2.1.6\ Limitations of HSG

HSG should not be performed when there is active vaginal bleeding. This is to prevent the flushing of clots into the peritoneal cavity. HSG should also not be performed if there is active pelvic infection, because it could exacerbate the infection. The procedure should not be performed within 6 weeks of pregnancy, uterine surgery, tubal surgery, or uterine curettage because the defects in the endometrial or tubal lining predispose to venous intravasation of contrast material.

The major limitations of the procedure are the ability to characterize only patent canals and the inability to evaluate the external uterine contour adequately. HSG also entails exposure to ionizing radiation in these typically young women.

2.2\ Sonohysterography and

Sonohysterosalpingography

Sonography is frequently used to evaluate uterine pathology because of its excellent diagnostic accuracy, minimal patient discomfort, low cost, and widespread availability. With the addition of transvaginal sonography, color Doppler imaging, and sonohysterography, ultrasound has become a

sensitive technique for detecting endometrial and myometrial pathology.

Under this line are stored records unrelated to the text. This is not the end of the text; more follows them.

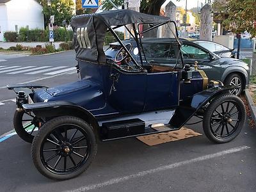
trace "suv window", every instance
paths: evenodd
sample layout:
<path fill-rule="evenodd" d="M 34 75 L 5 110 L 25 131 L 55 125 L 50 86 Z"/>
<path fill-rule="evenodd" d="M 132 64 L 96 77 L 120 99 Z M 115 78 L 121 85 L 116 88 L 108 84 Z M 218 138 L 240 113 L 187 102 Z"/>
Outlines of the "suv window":
<path fill-rule="evenodd" d="M 211 52 L 214 52 L 216 50 L 215 44 L 208 42 L 199 42 L 198 44 L 202 47 L 208 49 Z"/>
<path fill-rule="evenodd" d="M 184 59 L 210 60 L 210 55 L 200 47 L 190 45 L 183 45 L 181 52 Z"/>

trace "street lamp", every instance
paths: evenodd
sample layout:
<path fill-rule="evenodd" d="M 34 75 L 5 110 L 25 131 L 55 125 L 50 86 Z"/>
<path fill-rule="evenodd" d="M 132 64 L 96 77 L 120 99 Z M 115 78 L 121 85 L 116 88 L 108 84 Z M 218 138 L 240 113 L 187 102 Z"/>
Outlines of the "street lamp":
<path fill-rule="evenodd" d="M 51 6 L 51 0 L 47 0 L 47 5 L 48 6 Z"/>
<path fill-rule="evenodd" d="M 65 41 L 67 42 L 67 22 L 66 19 L 64 19 L 62 21 L 62 24 L 65 26 Z"/>

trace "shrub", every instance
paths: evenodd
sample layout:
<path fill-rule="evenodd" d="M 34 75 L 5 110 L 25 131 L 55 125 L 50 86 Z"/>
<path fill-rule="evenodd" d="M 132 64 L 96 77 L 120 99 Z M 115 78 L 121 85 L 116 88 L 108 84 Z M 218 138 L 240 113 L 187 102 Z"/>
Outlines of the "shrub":
<path fill-rule="evenodd" d="M 69 49 L 70 50 L 75 49 L 74 45 L 73 44 L 73 42 L 68 42 L 68 45 L 69 45 Z"/>
<path fill-rule="evenodd" d="M 24 47 L 21 44 L 16 45 L 16 51 L 23 51 Z"/>
<path fill-rule="evenodd" d="M 18 34 L 13 31 L 7 31 L 4 33 L 4 37 L 6 42 L 17 42 Z"/>
<path fill-rule="evenodd" d="M 68 43 L 61 43 L 60 44 L 60 49 L 61 51 L 69 50 L 69 44 Z"/>
<path fill-rule="evenodd" d="M 17 51 L 17 48 L 16 48 L 16 47 L 12 46 L 12 47 L 10 47 L 8 49 L 7 49 L 7 50 L 8 50 L 8 51 Z"/>
<path fill-rule="evenodd" d="M 28 40 L 28 33 L 29 29 L 25 28 L 21 28 L 19 31 L 18 40 L 19 42 L 26 42 Z"/>
<path fill-rule="evenodd" d="M 45 49 L 48 52 L 54 52 L 56 51 L 54 45 L 50 44 L 45 44 Z"/>
<path fill-rule="evenodd" d="M 32 54 L 43 54 L 48 53 L 48 51 L 46 48 L 42 48 L 42 47 L 36 47 L 31 48 Z"/>

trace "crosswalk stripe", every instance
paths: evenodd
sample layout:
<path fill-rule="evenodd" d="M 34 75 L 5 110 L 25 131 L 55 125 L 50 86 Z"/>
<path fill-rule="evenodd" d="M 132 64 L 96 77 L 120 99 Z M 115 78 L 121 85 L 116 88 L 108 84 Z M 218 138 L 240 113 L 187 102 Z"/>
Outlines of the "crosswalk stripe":
<path fill-rule="evenodd" d="M 72 72 L 70 72 L 69 73 L 66 74 L 66 75 L 71 75 L 71 74 L 76 74 L 77 73 L 77 70 L 74 70 Z"/>
<path fill-rule="evenodd" d="M 0 69 L 0 71 L 2 70 L 13 68 L 17 68 L 17 67 L 21 67 L 21 66 L 20 66 L 20 65 L 19 65 L 19 66 L 11 66 L 11 67 L 3 67 L 3 68 L 1 68 Z"/>
<path fill-rule="evenodd" d="M 71 68 L 65 68 L 65 69 L 63 69 L 63 70 L 58 70 L 58 71 L 54 71 L 52 72 L 49 72 L 47 74 L 44 74 L 44 75 L 55 75 L 55 74 L 61 74 L 61 73 L 63 73 L 65 72 L 68 72 L 68 71 L 70 71 L 72 70 L 76 69 L 76 67 L 71 67 Z"/>
<path fill-rule="evenodd" d="M 34 75 L 34 74 L 37 74 L 47 72 L 47 71 L 49 71 L 49 70 L 56 70 L 56 69 L 60 69 L 60 68 L 65 68 L 65 67 L 67 67 L 67 66 L 56 67 L 54 67 L 54 68 L 37 70 L 37 71 L 35 71 L 35 72 L 32 72 L 27 73 L 27 74 L 25 74 L 26 75 Z"/>
<path fill-rule="evenodd" d="M 28 71 L 36 70 L 38 70 L 38 69 L 42 69 L 42 68 L 49 68 L 51 67 L 52 67 L 52 66 L 43 66 L 43 67 L 36 67 L 36 68 L 33 68 L 25 69 L 25 70 L 19 70 L 19 71 L 16 71 L 16 72 L 8 73 L 8 74 L 21 74 L 21 73 L 26 72 L 28 72 Z"/>
<path fill-rule="evenodd" d="M 3 70 L 3 71 L 0 71 L 0 74 L 3 74 L 3 73 L 5 73 L 5 72 L 11 72 L 11 71 L 18 70 L 20 70 L 20 69 L 32 68 L 32 67 L 36 67 L 36 66 L 27 66 L 27 67 L 24 67 L 15 68 L 12 68 L 12 69 L 4 70 Z"/>
<path fill-rule="evenodd" d="M 36 66 L 27 66 L 27 67 L 24 67 L 15 68 L 12 68 L 12 69 L 4 70 L 0 71 L 0 74 L 8 72 L 11 72 L 11 71 L 18 70 L 20 70 L 20 69 L 32 68 L 32 67 L 36 67 Z"/>

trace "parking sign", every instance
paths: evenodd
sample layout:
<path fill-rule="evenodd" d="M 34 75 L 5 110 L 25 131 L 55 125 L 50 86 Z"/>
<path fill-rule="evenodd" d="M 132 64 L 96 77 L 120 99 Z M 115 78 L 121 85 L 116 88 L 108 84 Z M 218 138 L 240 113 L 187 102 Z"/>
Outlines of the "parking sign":
<path fill-rule="evenodd" d="M 83 0 L 82 7 L 84 8 L 96 8 L 99 7 L 99 0 Z"/>
<path fill-rule="evenodd" d="M 49 41 L 50 42 L 54 42 L 54 33 L 53 31 L 49 31 Z"/>

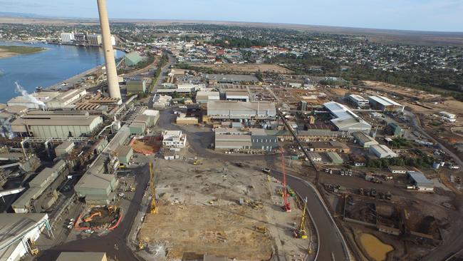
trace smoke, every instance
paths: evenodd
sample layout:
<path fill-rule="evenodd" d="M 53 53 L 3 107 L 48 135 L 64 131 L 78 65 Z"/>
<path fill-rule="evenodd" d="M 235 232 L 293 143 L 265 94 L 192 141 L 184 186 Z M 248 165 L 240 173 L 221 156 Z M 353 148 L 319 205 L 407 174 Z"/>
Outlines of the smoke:
<path fill-rule="evenodd" d="M 0 136 L 8 138 L 14 138 L 14 133 L 11 130 L 11 126 L 8 121 L 0 121 Z"/>
<path fill-rule="evenodd" d="M 27 91 L 23 88 L 23 86 L 20 86 L 19 83 L 18 83 L 17 81 L 15 81 L 14 84 L 16 85 L 16 88 L 15 88 L 16 93 L 21 93 L 21 95 L 22 95 L 23 97 L 24 97 L 24 98 L 26 100 L 37 104 L 39 108 L 41 108 L 43 110 L 45 109 L 46 105 L 43 101 L 38 101 L 36 97 L 29 94 Z"/>

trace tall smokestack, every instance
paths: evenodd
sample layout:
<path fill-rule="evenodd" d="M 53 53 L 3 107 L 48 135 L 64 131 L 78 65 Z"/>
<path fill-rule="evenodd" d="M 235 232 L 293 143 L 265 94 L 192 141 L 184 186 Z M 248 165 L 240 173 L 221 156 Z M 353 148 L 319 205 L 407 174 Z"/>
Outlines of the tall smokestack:
<path fill-rule="evenodd" d="M 111 32 L 109 30 L 109 19 L 108 19 L 108 9 L 106 0 L 97 0 L 98 13 L 100 14 L 100 26 L 103 36 L 103 48 L 105 51 L 105 62 L 106 64 L 106 76 L 108 78 L 108 88 L 111 98 L 118 98 L 120 101 L 120 89 L 118 80 L 118 71 L 114 61 L 114 50 L 111 43 Z"/>

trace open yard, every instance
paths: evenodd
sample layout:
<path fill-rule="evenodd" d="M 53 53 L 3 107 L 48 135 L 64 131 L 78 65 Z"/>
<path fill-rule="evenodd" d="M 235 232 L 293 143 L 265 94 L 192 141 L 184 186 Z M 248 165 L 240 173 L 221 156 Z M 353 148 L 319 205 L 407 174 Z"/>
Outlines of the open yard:
<path fill-rule="evenodd" d="M 293 211 L 282 210 L 279 181 L 246 166 L 192 160 L 157 160 L 158 213 L 147 214 L 138 235 L 148 252 L 156 250 L 169 260 L 204 253 L 236 260 L 276 255 L 302 260 L 309 241 L 293 235 L 302 212 L 292 198 Z"/>

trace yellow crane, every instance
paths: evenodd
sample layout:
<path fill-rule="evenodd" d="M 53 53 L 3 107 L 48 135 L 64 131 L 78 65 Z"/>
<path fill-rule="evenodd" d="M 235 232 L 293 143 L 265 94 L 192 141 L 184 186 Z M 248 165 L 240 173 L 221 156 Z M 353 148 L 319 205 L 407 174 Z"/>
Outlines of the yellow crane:
<path fill-rule="evenodd" d="M 157 205 L 156 205 L 156 193 L 155 191 L 155 174 L 152 170 L 153 166 L 151 160 L 150 160 L 150 190 L 151 193 L 151 214 L 156 214 L 157 213 Z"/>
<path fill-rule="evenodd" d="M 306 232 L 306 210 L 307 209 L 307 199 L 306 198 L 304 201 L 304 208 L 302 211 L 302 218 L 301 219 L 301 224 L 299 224 L 299 227 L 297 230 L 294 231 L 294 235 L 296 237 L 306 239 L 307 233 Z"/>

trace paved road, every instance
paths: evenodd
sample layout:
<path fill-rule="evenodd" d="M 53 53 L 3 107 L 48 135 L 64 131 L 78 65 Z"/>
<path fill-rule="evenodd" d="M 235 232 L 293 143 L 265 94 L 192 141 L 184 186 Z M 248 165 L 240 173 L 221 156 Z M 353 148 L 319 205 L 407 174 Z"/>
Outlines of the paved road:
<path fill-rule="evenodd" d="M 208 159 L 217 158 L 224 160 L 266 160 L 270 165 L 279 163 L 275 155 L 238 155 L 229 154 L 220 154 L 211 152 L 206 149 L 211 142 L 213 141 L 214 133 L 211 131 L 204 132 L 188 132 L 180 126 L 172 124 L 175 115 L 172 113 L 173 109 L 161 111 L 160 127 L 170 130 L 181 130 L 187 133 L 187 138 L 189 144 L 196 153 L 200 156 L 206 157 Z M 281 173 L 272 170 L 271 174 L 276 178 L 281 180 Z M 313 218 L 314 225 L 319 231 L 320 249 L 317 260 L 332 260 L 332 253 L 335 260 L 345 260 L 345 255 L 343 251 L 342 239 L 338 233 L 336 225 L 319 200 L 317 193 L 308 182 L 304 181 L 294 176 L 287 176 L 287 183 L 295 191 L 297 191 L 301 197 L 307 197 L 308 199 L 307 208 Z"/>
<path fill-rule="evenodd" d="M 88 238 L 82 238 L 55 246 L 44 251 L 37 258 L 37 260 L 55 260 L 62 251 L 105 252 L 106 255 L 113 260 L 117 258 L 117 260 L 138 260 L 132 250 L 127 246 L 126 239 L 129 237 L 130 229 L 139 208 L 142 208 L 142 199 L 150 180 L 150 175 L 148 168 L 146 166 L 139 167 L 133 173 L 139 173 L 136 175 L 136 190 L 128 210 L 123 210 L 123 213 L 125 218 L 118 227 L 105 235 L 92 235 Z M 118 249 L 115 248 L 115 244 Z"/>
<path fill-rule="evenodd" d="M 282 173 L 272 170 L 271 175 L 281 180 Z M 335 224 L 333 222 L 331 214 L 328 213 L 323 203 L 318 199 L 314 188 L 308 182 L 286 173 L 286 183 L 294 191 L 302 197 L 307 197 L 307 209 L 312 215 L 313 225 L 318 230 L 319 250 L 317 260 L 332 260 L 332 253 L 335 260 L 345 260 L 342 240 L 338 234 Z"/>
<path fill-rule="evenodd" d="M 413 125 L 413 127 L 418 130 L 421 134 L 431 141 L 438 144 L 442 150 L 453 158 L 455 163 L 459 165 L 460 168 L 463 167 L 463 162 L 460 158 L 452 150 L 444 146 L 444 145 L 440 143 L 439 140 L 429 135 L 422 128 L 421 123 L 415 114 L 408 111 L 405 111 L 404 113 L 411 119 L 411 123 Z M 454 171 L 455 173 L 461 172 L 461 169 L 458 171 L 454 170 Z M 457 199 L 454 200 L 454 202 L 457 205 L 457 209 L 459 210 L 459 215 L 452 220 L 452 225 L 454 227 L 463 227 L 463 218 L 461 218 L 461 217 L 463 216 L 463 197 L 461 195 L 455 195 L 455 197 L 457 197 Z M 452 230 L 452 231 L 451 231 L 450 233 L 444 238 L 444 242 L 442 246 L 437 247 L 436 250 L 423 257 L 422 260 L 425 261 L 444 260 L 446 260 L 449 255 L 452 255 L 463 249 L 463 233 L 462 233 L 461 230 Z"/>

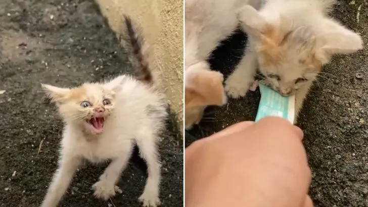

Sonosalpingography (SSG) utilizes transvaginal sonography (TVS) during instillation of either saline or contrast medium into the uterine lumen to evaluate tubal patency and morphology. Tubal patency can be assessed by repeated injections of 3–5 mL of sterile saline in 75% of the patients. Injection of contrast media allows accurate assessment of tubal patency in up to 92% (Lindheim et al. 2006). Preliminary work suggests that three-­ dimensional and harmonic imaging greatly enhances sonographic depiction of the tube.

Before contrast or saline is introduced, it is recommended that the physician identifies the approximate location of the tube by identifying the ovary and endometrium that invaginates into the uterine cornua.

If there is a pain during injection, this may be a sign of tubal obstruction, either intrinsic or extrinsic from adhesions. Spasm may be present and may cause transitory lack of filling of the proximal portion of the tube (Lindheim et al. 2006).

Hydrosalpinges appear as fusiform cystic structures on TVS. If a hydrosalpinx is seen, patients may be given 200 mg doxycycline initially, and then 100 mg po twice a day for 5 days for prophylaxis of pelvic inflammatory disease (Lindheim et al. 2006).